During our training at The Data School, we have done a variety of data analysis and visualisation exercises trying to solve a range of practical business problems. However, the task that may perhaps have challenged us the most was using predictive modelling to solve an HR problem. Nevertheless, the work was exciting, and we were all set to give it our best. Our task was to predict salaries for a given set of employees based on their demographic data such as age, education, marital status, occupation, sex, etc. We were given two files, the first was the training dataset which included salary data among all other attributes while the second file had exactly the same attribute structure as the first but did not contain any salary data. The values for the salary attribute were supposed to be predicted based using predictive analysis algorithms.

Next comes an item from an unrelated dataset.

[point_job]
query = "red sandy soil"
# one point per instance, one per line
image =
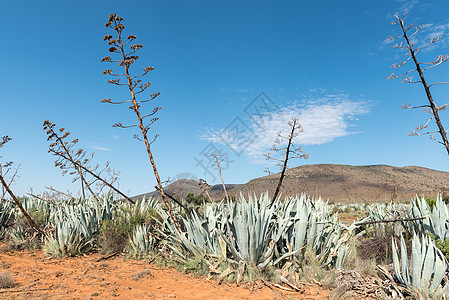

We started the work by taking a detailed look at the training data and doing some preliminary analysis. We then cleaned up the data and performed statistical analysis to identify missing values, means, modes, medians, standard deviation, variances, etc. of some of the numerical attributes. We also tried to identify patterns and basic correlations between two or more data attributes and their impact on the salary. After that, we normalised the data and replaced missing values by appropriate alternatives. We also performed binarization also known as one-hot encoding on a few attributes to prepare the data. In order to make sure the two files were absolutely aligned, we applied exactly the same transformation treatment to the testing dataset.
The fun began once the data was ready for further analysis. We applied various different types of machine learning models to the training data set to get the prediction going. We wanted to utilise multiple methods and then select a model based on comparative analysis to obtain the best outcome possible. A few of the models we used for the learning were Random Forest, Boosted, Decision Tree and Logistic Regression. We run multiple simulations of the models by selecting various different input parameters and also filtering out columns or attributes that we felt had a low correlation to the salary attribute being predicted. After multiple iterations we finally found that the Random Forest model provided us the best outcome with an approximate accuracy level of 87%, which was not bad after all the efforts we put in. We applied the model to the test dataset and obtained the missing salary values to complete the task.
The learning through the exercise was incredible although we knew that the knowledge we gained was just a drop in the ocean. One key thing we learnt while using machine learning to do predictive modelling is that the selection of the model is as important as the parameter settings. Also, there was no set formula or a one size fits all approach that works for all problems and situations. The solution, model and approach will depend on the problem, the context and the data available to solve it. Outcomes will also depend heavily on the preprocessing and fine tuning of the models. There is also no doubt that understanding the fundamentals of how different models work and which model might be suitable for which prediction or regression task is quite important to applying machine learning to predict outcomes!